The term “Orthorexia nervosa” was coined by Steven Bratman, MD, a California doctor and author of the book, Health Food Junkies. If it sounds like anorexia nervosa, both in terminology and in meaning, that’s because the parallels are striking. The newer term is derived from the Greek “ortho,” which means “right,” or “correct,” and refers to individuals who develop an unhealthy obsession with foods that they consider healthy or pure in some way.
Bratman admits that he actually developed the term orthorexia as a joke, a way to “tease” his diet-obsessed patients and help them see that their obsessions were just as dangerous as those of patients with diagnosable eating disorders. However, he says that over time the term took on a darker, more serious significance, and he began to see patients whose health-obsession was putting them at risk of death.
So what makes a person “orthorexic”?
This is where the debate arises, because there are no evidenced-based criteria for this disorder. Advocates of the diagnosis suggest that a person may have orthorexia if he or she spend inordinate amounts of time in food-based thought and become so restrictive in what he or she will eat so as to be at risk for health problems.
Some individuals who have been diagnosed (unofficially – “orthorexia” is not included in the diagnostic manual used by health professionals) report thinking about what foods are “safe and pure” for hours each day. They plan meals much in advance, pour over nutrition labels and ingredient lists, and spend much of their time researching origins of their food. It’s also common to see these individuals become increasingly restrictive in their food choices, going going from eating only lean meat to becoming vegetarian, then vegan, then eating only raw foods.
“Many of the most unbalanced people I have ever met are those have devoted themselves to healthy eating,” says Bratman, on his website.
Well, that’s a bit of an extreme statement. I cannot say that this has been particularly true in my own observation. However, Bratman’s bold statement should not overshadow the point that eating healthy does not mean you ARE healthy.
If you’ve spent more than two minutes on this site or happened to have read my guest post on Healthy Living Blogs, you are well aware that I firmly believe that health encompasses not only the physical, but the mental, emotional, and spiritual as well. These various aspects of our lives must be in balance in order to achieve true wellness. Thus, when our supposed “healthy eating” becomes obsessive – to the point where the thought of eating something outside our strict regimen causes intense anxiety or our food habits prevent us from being able to connect with others and ourselves – well, there might be a problem.
This is not to say that anyone who chooses to follow a vegetarian lifestyle, for example, has orthorexia. Same for those for whom a special prescribed diet (due to health complications) that requires a bit more time and forethought. In fact, in an interview on Jezebel.com, Bratman warned against misinterpreting the term and applying to it people that are “overly-obsessed with diet” and should “lighten up a little.”

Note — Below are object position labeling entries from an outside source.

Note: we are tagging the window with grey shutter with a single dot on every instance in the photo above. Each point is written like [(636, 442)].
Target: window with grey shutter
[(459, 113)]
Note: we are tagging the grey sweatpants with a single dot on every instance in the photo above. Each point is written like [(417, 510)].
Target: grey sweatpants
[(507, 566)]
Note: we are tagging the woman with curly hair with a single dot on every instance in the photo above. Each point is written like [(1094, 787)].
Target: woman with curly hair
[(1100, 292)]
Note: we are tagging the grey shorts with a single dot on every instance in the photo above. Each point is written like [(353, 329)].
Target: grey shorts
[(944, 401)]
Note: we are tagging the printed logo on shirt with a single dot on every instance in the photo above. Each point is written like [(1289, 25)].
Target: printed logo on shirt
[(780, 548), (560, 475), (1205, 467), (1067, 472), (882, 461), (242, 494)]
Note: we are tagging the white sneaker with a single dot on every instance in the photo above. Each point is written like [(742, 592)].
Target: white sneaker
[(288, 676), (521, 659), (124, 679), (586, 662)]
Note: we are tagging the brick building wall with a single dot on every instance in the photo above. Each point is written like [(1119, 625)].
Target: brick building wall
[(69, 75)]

Orthorexia refers instead to a small class of people who take their eating habits to the extreme at the risk of hurting themselves, and it may in fact be more related to an obsessive compulsive disorder than an eating disorder, though these issues are often related as well. If you’re concerned that you may have a problem, you can check out Bratman’s ten-question quiz from his book. However, please don’t (and never!) substitute the results of an online quiz for consultation with a medical professional.
What do you think of the idea of orthorexia? Do you believe there’s such thing as eating too healthy?